Through the above processing, in the path of F, -F.

The wiring length connecting LSII and LSI2 can be minimized, and signal delay time defects can be eliminated as much as possible.

In this way, in this embodiment, the designer minimizes the signal delay time rate h check in logic changes that require consideration by the designer, and reduces signal delay time defects as much as possible by shortening the wiring length. Since it is possible to solve the problem without thinking about it, it is possible to significantly shorten the design man-hours and design period.

〔Effect of the invention〕

As explained above, according to the present invention, when a signal delay time failure occurs on a printed circuit board equipped with an LSI, it is possible to optimally arrange LSI terminals with minimal logic changes, thereby reducing design man-hours and design period. It will be possible to shorten it.

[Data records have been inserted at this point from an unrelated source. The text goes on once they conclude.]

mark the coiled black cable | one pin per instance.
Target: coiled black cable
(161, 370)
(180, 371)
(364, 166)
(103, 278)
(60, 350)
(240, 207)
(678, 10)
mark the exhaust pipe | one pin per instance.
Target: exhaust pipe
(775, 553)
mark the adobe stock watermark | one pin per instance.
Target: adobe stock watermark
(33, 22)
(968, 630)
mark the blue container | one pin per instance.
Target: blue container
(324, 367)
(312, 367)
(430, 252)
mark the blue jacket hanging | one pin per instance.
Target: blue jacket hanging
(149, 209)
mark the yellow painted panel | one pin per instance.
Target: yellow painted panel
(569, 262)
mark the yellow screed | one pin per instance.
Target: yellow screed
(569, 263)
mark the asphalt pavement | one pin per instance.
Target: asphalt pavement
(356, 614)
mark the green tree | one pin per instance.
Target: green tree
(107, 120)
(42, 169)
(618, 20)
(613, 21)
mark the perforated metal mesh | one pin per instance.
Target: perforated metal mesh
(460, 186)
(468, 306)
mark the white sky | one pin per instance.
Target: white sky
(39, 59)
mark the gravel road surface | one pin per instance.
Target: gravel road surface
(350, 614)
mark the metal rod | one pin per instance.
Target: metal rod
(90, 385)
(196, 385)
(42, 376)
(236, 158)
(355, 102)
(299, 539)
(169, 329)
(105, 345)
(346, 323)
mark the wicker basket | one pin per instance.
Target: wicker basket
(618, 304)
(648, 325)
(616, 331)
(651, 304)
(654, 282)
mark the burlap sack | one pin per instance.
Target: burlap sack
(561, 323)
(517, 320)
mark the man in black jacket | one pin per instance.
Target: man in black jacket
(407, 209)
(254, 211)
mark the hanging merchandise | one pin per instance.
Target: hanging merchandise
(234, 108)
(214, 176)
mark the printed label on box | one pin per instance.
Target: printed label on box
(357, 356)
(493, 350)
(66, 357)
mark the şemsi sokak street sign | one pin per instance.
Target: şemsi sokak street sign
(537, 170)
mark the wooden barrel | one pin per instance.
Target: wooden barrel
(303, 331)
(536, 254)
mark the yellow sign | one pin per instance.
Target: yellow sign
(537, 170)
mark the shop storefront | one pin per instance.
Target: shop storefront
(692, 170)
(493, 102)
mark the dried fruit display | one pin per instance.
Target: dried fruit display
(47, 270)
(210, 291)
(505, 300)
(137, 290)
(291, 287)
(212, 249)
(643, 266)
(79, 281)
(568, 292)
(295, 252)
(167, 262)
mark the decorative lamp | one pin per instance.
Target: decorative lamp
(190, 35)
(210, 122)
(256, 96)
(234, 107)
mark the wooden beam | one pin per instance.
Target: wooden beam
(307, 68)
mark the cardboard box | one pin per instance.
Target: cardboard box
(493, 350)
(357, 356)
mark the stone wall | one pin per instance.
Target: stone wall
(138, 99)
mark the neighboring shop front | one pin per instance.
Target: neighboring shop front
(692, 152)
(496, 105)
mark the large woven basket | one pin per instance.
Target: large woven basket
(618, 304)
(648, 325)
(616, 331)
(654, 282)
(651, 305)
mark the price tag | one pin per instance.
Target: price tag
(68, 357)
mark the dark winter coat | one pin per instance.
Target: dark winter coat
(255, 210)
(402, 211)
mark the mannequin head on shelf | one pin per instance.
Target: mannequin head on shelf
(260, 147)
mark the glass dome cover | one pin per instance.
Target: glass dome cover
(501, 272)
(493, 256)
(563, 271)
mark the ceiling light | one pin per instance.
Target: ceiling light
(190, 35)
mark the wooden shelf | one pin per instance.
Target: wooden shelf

[Brief explanation of the drawing]

FIG. 1 is a block diagram of a terminal position changing system showing an embodiment of the present invention, FIG. 2 is a flowchart showing the processing of the terminal position changing system of FIG. 1, and FIG. 3 is an LSI terminal position determination method of the present invention. FIG. 4 is a configuration diagram of a synchronous logic circuit, and FIG. 5 is a timing chart showing the operation of FIG. 4. 11: Design file (logical information), 12, 1.2' design file (implementation information), 13: Terminal position change system. Figure 2 Figure 3 Figure 3 Figure 4 Figure 5 (Standard 1 item)

Claims (1)

[Claims] 1. As a result of calculating the signal delay time of the logic path between the component terminals using a simulator, etc. on a printed circuit board on which components such as LSI and IC are mounted in a predetermined mounting location, the signal delay time exceeds the standard value. Depending on the
In order to minimize the wiring length between the component terminals, rank the LSI terminals based on the signal delay time calculation results above and replace the terminal positions starting with the terminals with the highest margin. , an LSI terminal position determination method characterized by determining the placement position of LSI terminals.